I guess in the extreme case, $n=1$. I'll try that.
Singular $n$:CIWidth.1 <- z * beta.s / sqrt(1) # compute the half-width of the confidence interval using n=1
CI.lo1 <- beta - CIWidth.1 # calculate the lower confidence limit
CI.hi1 <- beta + CIWidth.1 # calculate the upper confidence limit
im1.OR_1 <- exp( cbind( OR = beta, # put everything together and exponentiate
`2.5 %` = CI.lo1,
`97.5 %` = CI.hi1 ) ) %>%
as.data.frame.matrix( . ) %>%
mutate( Parameter = rownames( . ) ) %>%
select( Parameter, everything() )
One last time! Compare:
## Parameter OR 2.5 % 97.5 % Parameter OR 2.5 % 97.5 %
## 1 (Intercept) 0.3082855 0.2492946 0.3794741 (Intercept) 0.3082855 0.2498973 0.380316
## 2 fruit1 1.2874891 1.0121429 1.6273995 fruit1 1.2874891 1.0156684 1.632056
## 3 fruit2 0.9159739 0.7543939 1.1079502 fruit2 0.9159739 0.7559328 1.109898
## 4 fruit3 0.8640049 0.6672064 1.1066674 fruit3 0.8640049 0.6711598 1.112260
## 5 fruit4 0.8450893 0.6919834 1.0273585 fruit4 0.8450893 0.6936808 1.029545
## 6 <NA> NA NA NA fruit5 1.1613271 0.9667092 1.395126
Much closer; now the CIs are just barely too wide, and appear to be slightly up-shifted.

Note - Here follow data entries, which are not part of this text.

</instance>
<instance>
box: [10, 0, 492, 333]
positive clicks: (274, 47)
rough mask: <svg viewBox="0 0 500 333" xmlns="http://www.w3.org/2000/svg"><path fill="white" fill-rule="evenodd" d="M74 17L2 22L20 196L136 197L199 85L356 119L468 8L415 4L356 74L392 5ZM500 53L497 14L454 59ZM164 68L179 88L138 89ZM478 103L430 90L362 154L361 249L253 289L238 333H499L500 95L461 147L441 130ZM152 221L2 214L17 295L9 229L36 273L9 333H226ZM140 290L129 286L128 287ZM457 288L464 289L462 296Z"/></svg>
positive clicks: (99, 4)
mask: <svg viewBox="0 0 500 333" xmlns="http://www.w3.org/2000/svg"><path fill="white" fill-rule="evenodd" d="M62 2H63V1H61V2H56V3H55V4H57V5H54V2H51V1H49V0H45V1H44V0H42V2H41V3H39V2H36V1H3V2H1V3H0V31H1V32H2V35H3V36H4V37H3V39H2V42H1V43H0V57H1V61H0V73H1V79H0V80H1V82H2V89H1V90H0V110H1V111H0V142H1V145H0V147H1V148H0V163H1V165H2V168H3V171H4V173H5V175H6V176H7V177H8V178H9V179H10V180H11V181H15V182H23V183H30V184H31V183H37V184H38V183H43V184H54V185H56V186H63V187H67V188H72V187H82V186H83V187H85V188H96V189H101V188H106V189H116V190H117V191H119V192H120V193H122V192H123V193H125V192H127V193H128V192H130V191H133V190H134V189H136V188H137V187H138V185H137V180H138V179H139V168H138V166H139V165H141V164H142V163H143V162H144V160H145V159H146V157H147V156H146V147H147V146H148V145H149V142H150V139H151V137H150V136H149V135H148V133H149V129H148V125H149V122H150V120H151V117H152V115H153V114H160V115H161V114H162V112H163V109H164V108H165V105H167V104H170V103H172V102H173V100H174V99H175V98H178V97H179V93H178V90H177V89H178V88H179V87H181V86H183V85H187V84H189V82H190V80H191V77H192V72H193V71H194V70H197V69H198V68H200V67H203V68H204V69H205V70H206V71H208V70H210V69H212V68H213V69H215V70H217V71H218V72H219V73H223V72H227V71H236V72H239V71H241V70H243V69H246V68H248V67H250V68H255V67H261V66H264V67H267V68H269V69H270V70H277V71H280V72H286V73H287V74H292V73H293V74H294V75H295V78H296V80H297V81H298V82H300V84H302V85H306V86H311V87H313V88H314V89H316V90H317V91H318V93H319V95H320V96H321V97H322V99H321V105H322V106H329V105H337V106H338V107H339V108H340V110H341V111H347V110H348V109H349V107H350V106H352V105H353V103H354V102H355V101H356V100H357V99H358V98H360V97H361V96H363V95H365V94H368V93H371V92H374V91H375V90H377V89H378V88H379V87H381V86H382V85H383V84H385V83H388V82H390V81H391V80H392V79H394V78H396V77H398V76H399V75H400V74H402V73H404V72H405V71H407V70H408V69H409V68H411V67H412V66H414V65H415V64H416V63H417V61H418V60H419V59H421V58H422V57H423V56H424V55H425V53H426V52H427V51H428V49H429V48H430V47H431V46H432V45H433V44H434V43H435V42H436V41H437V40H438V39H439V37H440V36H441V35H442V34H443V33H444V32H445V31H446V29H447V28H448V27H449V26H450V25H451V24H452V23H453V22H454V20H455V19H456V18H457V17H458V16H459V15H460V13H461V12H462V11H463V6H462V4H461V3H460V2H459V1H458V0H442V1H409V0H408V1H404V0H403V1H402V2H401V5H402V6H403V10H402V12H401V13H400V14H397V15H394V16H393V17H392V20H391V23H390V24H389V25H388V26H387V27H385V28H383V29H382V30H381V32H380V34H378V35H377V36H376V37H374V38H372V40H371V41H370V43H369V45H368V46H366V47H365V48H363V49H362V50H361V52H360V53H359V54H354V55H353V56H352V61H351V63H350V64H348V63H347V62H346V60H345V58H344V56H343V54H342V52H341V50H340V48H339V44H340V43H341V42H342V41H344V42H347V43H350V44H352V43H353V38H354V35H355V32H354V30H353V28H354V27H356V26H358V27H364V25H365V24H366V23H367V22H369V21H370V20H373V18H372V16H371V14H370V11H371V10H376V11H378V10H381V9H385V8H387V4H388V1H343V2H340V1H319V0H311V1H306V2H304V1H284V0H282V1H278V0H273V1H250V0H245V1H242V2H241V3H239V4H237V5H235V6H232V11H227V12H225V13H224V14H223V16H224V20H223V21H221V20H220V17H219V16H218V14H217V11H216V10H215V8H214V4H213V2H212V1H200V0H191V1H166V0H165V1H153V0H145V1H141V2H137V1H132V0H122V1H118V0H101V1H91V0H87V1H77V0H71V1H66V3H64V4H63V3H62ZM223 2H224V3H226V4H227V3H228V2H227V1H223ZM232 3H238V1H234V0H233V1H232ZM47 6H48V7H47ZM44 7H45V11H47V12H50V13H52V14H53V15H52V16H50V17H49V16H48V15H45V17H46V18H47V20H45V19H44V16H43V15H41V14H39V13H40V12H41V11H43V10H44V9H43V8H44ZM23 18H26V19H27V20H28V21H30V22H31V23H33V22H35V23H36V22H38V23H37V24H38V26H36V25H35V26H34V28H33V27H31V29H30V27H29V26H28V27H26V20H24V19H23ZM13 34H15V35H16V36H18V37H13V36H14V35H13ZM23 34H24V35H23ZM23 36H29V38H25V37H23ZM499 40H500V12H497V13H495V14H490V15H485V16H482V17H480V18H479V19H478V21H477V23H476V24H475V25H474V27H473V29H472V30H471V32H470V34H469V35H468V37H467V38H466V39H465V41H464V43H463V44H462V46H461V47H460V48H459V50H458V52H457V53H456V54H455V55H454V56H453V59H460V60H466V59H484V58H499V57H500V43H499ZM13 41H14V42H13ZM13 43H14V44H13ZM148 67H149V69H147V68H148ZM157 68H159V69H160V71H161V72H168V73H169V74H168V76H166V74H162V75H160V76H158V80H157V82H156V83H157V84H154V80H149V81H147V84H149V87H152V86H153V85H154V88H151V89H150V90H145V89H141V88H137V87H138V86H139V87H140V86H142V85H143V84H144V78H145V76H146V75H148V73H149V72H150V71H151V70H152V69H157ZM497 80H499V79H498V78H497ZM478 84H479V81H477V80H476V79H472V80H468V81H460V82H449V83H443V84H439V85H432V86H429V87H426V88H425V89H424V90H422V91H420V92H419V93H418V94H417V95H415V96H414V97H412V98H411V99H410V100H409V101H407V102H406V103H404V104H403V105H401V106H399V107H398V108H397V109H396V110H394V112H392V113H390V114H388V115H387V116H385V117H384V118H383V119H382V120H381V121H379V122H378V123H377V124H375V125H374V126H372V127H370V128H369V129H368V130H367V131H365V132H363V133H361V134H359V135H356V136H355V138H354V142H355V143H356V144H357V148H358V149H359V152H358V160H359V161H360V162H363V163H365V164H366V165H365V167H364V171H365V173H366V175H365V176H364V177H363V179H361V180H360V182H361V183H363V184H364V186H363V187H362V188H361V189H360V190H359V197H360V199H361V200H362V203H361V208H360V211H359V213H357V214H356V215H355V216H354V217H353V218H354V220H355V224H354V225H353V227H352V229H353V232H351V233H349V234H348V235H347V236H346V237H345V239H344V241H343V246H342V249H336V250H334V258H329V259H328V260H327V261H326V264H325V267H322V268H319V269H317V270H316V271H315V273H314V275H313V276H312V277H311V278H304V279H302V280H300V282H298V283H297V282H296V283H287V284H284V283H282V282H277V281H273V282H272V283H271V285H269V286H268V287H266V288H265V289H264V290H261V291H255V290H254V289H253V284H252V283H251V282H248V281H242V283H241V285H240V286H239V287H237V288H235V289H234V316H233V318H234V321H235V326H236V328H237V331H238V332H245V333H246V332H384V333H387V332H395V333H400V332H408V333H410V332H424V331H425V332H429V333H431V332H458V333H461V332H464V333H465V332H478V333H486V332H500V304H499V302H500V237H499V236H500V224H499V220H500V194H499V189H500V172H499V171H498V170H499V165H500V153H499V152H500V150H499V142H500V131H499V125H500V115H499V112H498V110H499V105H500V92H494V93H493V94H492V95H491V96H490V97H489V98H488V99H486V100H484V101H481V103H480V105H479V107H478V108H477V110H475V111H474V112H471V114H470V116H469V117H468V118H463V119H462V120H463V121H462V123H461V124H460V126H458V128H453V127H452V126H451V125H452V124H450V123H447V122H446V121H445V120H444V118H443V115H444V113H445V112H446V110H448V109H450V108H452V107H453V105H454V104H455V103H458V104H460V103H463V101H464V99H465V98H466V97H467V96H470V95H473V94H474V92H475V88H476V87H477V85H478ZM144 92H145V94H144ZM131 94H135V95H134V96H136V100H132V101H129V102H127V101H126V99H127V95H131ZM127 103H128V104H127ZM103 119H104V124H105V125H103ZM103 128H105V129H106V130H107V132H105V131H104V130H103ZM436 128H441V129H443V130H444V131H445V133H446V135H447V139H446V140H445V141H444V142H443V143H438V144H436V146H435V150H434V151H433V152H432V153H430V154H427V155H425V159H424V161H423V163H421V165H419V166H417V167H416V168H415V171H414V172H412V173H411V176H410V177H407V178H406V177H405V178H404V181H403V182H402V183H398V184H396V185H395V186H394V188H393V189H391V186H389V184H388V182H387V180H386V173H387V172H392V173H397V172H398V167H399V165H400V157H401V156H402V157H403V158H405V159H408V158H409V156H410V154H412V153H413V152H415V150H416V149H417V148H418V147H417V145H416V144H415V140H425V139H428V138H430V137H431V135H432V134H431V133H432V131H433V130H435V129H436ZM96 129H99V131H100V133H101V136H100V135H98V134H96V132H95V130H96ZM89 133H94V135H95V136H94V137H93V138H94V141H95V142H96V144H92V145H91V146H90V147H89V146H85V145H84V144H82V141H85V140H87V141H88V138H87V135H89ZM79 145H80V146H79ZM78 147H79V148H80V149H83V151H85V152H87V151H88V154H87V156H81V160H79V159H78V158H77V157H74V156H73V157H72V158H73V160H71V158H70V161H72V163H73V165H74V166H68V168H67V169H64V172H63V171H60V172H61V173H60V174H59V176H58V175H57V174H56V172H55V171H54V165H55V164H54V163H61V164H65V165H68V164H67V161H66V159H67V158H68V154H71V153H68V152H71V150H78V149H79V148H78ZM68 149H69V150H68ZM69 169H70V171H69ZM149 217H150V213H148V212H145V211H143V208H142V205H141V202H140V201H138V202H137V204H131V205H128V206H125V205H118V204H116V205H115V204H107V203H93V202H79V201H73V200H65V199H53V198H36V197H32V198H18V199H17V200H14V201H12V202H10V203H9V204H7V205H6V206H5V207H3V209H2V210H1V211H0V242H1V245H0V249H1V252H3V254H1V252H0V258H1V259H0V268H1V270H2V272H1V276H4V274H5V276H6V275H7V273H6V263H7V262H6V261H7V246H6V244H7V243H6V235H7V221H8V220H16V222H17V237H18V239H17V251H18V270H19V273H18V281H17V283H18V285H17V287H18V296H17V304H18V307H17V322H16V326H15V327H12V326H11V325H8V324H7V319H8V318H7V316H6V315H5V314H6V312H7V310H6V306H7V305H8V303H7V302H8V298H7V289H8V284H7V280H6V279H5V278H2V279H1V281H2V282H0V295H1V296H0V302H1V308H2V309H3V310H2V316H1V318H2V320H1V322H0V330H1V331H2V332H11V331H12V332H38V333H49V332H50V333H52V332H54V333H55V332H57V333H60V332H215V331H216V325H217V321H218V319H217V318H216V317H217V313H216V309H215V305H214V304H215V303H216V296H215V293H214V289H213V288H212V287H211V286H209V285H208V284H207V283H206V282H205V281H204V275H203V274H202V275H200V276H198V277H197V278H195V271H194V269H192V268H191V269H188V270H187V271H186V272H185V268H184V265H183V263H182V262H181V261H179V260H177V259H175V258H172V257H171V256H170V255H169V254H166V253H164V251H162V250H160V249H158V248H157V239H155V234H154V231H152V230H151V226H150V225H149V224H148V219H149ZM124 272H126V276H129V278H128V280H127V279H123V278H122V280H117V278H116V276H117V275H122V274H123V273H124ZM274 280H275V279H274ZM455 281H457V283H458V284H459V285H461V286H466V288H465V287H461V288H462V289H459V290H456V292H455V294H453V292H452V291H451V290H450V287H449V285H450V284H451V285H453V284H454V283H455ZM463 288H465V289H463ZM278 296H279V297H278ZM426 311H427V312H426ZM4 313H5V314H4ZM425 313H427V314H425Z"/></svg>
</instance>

To reiterate my questions:
- Is $N=1$ the way to go here? If so, why is that the case? My intuition is that $N$ might be the number of cases falling into the particular category for which the estimate is being made.
- If $N=1$ is not the way to go, where am I going wrong?
(If you've made it this far, thank you for reading!)